Guns of Foxtons
Harry Stopes
Foxtons estate agents started out in Notting Hill in 1981, and opened their second branch in Fulham two years later. It was just the time for them. Large Victorian houses were being stripped down and redone, and in a recession London property still represented a good investment.
The Brixton branch of Foxtons opened last weekend. The windows are full of two-bedroom flats for 11 times the median London salary. Rents meanwhile keep going up – by as much as 15 per cent last year, according to the Standard.
Foxtons are probably no more cut-throat than any other large successful estate agents, but their marketing – down to the branded Minis – makes them the most visible and the most hated symbol of a London property market which never really had a crash.
Property prices in Brixton have been going up steadily since the post-riot low of the 1980s, but it's visibly changed a lot since I first lived there in 2008. Two years ago the indoor markets Granville Arcade (rechristened Brixton Village in 2009) and Market Row were leased out by the freeholder, London and Associated Properties, to a subsidiary of Groupe Geraud, the largest market operator in Europe. LAP receive a base rent of £817,500 and a 50 per cent share of market profits over a certain level. To feed this deal, rents are going up.
A recent campaign to 'Save Nour Cash and Carry' from a 22 per cent rent hike has succeeded, for now, but it will be a temporary victory. The engines of neighbourhood change are the property market and the retail and leisure economy, and in the end they don't defer to petitions. The urban experience is shaped by money, so the power to shape it isn't evenly distributed. When politicians celebrate the 'revitalisation' or 'regeneration' of neighbourhoods without recognising this, they give up any prospect of managing change for the benefit of their poorest constituents.

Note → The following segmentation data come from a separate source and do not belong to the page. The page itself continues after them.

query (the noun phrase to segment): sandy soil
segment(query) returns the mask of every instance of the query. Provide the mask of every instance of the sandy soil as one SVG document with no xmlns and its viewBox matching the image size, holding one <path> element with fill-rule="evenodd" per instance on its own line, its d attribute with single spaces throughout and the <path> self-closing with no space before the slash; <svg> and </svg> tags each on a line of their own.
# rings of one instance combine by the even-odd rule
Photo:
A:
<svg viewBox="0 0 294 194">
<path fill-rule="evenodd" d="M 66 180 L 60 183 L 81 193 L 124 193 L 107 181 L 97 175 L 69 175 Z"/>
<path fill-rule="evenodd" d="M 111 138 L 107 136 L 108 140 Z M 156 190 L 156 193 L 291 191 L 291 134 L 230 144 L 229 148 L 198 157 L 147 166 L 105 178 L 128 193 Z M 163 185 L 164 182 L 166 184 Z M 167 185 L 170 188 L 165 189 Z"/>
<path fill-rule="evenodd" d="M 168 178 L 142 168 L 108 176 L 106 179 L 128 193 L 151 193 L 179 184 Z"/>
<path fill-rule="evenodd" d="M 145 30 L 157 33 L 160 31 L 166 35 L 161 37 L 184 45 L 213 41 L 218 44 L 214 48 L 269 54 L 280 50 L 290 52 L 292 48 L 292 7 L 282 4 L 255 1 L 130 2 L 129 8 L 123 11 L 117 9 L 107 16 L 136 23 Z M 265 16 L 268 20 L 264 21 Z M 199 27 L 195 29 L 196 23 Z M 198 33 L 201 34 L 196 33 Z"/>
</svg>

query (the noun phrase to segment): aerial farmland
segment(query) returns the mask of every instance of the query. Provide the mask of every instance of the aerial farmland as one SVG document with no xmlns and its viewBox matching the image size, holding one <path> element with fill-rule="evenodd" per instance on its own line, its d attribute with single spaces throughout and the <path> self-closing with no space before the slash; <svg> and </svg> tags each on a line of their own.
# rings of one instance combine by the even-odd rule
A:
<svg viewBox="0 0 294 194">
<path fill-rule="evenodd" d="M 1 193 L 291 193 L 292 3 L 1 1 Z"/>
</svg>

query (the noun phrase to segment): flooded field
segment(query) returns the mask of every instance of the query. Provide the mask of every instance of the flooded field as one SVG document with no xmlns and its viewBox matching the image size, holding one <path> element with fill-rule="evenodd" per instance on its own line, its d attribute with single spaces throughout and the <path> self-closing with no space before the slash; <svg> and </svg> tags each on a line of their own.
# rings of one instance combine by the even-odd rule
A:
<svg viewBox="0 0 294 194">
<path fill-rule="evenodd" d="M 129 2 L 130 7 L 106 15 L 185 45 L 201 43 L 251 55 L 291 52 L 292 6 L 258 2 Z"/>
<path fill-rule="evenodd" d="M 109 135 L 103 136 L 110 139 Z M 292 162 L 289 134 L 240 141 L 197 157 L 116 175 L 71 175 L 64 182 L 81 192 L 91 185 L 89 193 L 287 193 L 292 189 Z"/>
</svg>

The G-word is verboten for some Brixton-boosters, but gentrification has been going on for a long time, whatever the denialists may say, and the arrival of Foxtons and the battle over the market are more like the culmination of that process than the starting gun. The most recent arrivals are disliked by those who came just before them, but they – or rather we – are fooling ourselves if we think we aren't part of the change. A 2001 study of two areas of Brixton near Brockwell Park, a street away from where I live, detected a gap between the professed tastes and the lived realities of middle-class Brixtonites:
There appears to be something of a gulf between a widely circulated rhetorical preference for multicultural experience and people's actual social networks and connections... relations between different social and ethnic groups in the area tend to be of a parallel rather than integrative nature.